State is the state of presentations. Presentations are important in engineering -- the more you practice and learn about the art of presenting and communicating -- the better off you will be. In the March 29, 2010 issue of Fortune, Mellody Hobson has the following points:
Focus your talk on no more than three ideas and ideally on one theme. A lot of people feel like they have to put everything they know in a speech to show that they're smart or that they've done a lot of work. Count on the Q&A to allow you to dazzle with other knowledge. Also, reading from the slides is the kiss of death; send the material first.

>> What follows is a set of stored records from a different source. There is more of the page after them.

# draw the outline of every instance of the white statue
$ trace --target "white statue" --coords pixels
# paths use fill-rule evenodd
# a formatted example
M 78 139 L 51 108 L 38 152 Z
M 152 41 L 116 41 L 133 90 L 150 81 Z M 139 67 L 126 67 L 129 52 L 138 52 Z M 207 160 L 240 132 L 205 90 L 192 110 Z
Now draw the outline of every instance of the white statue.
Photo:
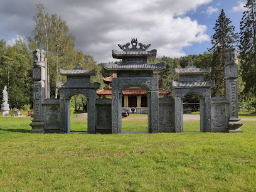
M 9 105 L 8 104 L 8 93 L 7 93 L 7 87 L 4 86 L 4 90 L 3 90 L 3 100 L 4 102 L 1 105 L 1 110 L 9 110 Z
M 36 49 L 33 51 L 33 53 L 34 54 L 34 62 L 45 62 L 45 51 L 44 50 Z
M 237 60 L 237 48 L 232 46 L 226 48 L 226 60 Z
M 45 62 L 45 51 L 44 50 L 41 50 L 40 61 L 41 62 Z
M 3 90 L 3 100 L 4 102 L 7 102 L 8 101 L 8 93 L 7 92 L 7 87 L 4 86 L 4 90 Z

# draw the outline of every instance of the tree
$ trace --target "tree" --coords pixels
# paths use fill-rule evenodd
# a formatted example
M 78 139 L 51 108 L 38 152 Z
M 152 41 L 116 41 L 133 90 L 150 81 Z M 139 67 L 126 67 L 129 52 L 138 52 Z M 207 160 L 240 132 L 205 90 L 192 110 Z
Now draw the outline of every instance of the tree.
M 255 0 L 248 0 L 240 22 L 240 57 L 242 70 L 256 70 L 256 4 Z M 242 78 L 245 83 L 243 96 L 256 93 L 255 78 L 256 71 L 242 71 Z M 256 104 L 255 103 L 254 104 Z
M 55 93 L 56 98 L 56 82 L 62 79 L 60 69 L 72 64 L 70 53 L 75 52 L 75 36 L 69 31 L 66 21 L 56 14 L 48 14 L 42 4 L 37 4 L 36 9 L 38 13 L 33 18 L 36 26 L 32 30 L 32 36 L 29 38 L 29 47 L 31 50 L 36 48 L 35 46 L 46 50 L 48 92 L 49 95 Z
M 238 38 L 235 33 L 235 26 L 231 25 L 232 21 L 227 18 L 222 9 L 218 20 L 216 20 L 215 31 L 211 36 L 211 44 L 213 46 L 210 49 L 213 52 L 213 62 L 211 67 L 215 70 L 224 70 L 226 60 L 226 48 L 235 44 Z M 225 92 L 224 73 L 219 73 L 216 76 L 216 92 L 223 95 Z

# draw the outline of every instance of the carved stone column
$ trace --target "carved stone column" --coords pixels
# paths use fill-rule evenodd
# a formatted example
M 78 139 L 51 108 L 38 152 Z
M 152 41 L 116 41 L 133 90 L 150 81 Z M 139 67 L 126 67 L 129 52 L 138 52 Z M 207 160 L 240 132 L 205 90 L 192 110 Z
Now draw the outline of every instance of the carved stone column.
M 119 94 L 118 90 L 118 80 L 113 78 L 112 80 L 112 132 L 119 133 L 120 127 L 120 109 Z
M 96 92 L 95 90 L 93 91 Z M 96 93 L 95 94 L 96 95 Z M 88 134 L 95 134 L 96 129 L 96 97 L 89 97 L 88 100 L 87 132 Z
M 42 103 L 45 100 L 45 55 L 44 51 L 37 49 L 34 51 L 33 79 L 34 80 L 33 109 L 34 119 L 29 124 L 32 133 L 44 133 Z
M 238 119 L 237 80 L 238 77 L 238 66 L 237 60 L 237 49 L 231 47 L 227 50 L 225 78 L 226 79 L 226 97 L 229 101 L 228 106 L 228 132 L 243 132 L 240 129 L 243 124 Z
M 175 109 L 175 132 L 183 132 L 183 104 L 181 96 L 176 95 L 174 97 Z
M 65 133 L 66 114 L 65 90 L 60 90 L 60 133 Z

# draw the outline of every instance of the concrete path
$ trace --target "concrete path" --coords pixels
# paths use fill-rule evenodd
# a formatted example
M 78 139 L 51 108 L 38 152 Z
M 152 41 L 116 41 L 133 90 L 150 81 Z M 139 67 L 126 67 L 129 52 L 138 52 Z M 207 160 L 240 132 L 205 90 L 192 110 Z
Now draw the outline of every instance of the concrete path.
M 146 115 L 136 115 L 134 116 L 132 115 L 125 117 L 122 119 L 122 120 L 126 120 L 130 119 L 147 119 Z M 184 121 L 193 121 L 193 120 L 200 120 L 200 114 L 183 114 L 183 120 Z M 241 121 L 243 120 L 256 120 L 256 118 L 241 118 Z

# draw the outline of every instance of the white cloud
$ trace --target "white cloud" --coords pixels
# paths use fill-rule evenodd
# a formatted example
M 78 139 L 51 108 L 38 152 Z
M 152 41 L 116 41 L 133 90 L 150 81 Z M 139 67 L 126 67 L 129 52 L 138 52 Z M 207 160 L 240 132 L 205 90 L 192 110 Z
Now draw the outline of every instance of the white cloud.
M 21 40 L 23 41 L 23 38 L 22 38 L 22 36 L 18 35 L 16 38 L 13 37 L 11 40 L 8 40 L 6 41 L 6 45 L 13 46 L 15 44 L 16 40 L 18 40 L 19 38 L 21 38 Z
M 30 36 L 35 24 L 32 20 L 36 12 L 35 1 L 15 1 L 2 0 L 0 34 L 7 36 L 11 32 Z M 99 63 L 113 60 L 112 50 L 119 49 L 118 43 L 129 42 L 131 38 L 137 38 L 144 44 L 151 43 L 150 48 L 157 49 L 158 56 L 185 55 L 184 48 L 210 40 L 206 26 L 186 14 L 212 1 L 44 0 L 43 4 L 48 13 L 56 13 L 67 21 L 76 36 L 75 48 L 93 55 Z M 11 12 L 7 11 L 9 7 Z M 15 38 L 8 42 L 13 44 Z
M 209 6 L 207 8 L 206 13 L 207 14 L 211 15 L 213 13 L 218 12 L 218 8 L 215 8 L 213 6 Z
M 238 1 L 237 3 L 237 6 L 232 8 L 232 11 L 234 12 L 243 11 L 245 10 L 244 6 L 245 5 L 245 2 Z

The best place to see a "presentation" is still Church - - your basic Methodist sermon teaches you more about a presentation than any other source. I say Methodist -- because the Methodist colleges and universities must all teach the same methodology. Any Methodist sermon will focus on three things -- "We are going to talk about three ideas -- these are the three ideas - - and in summary, these are the three ideas I just spoke about." Week in and week out -- you get basically 30-minutes of only three ideas rolled up into a grand theme. God apparently thinks thinking in terms of three is very important. The 30-minutes must also be important -- God or one of his assistants must have looked at the average attention span of mortals. People can just take so much preaching and presenting. Also, image a sermon with PowerPoint slides -- the minister just reading off the slides. You really cannot preach and present while reading off of PowerPoint slides.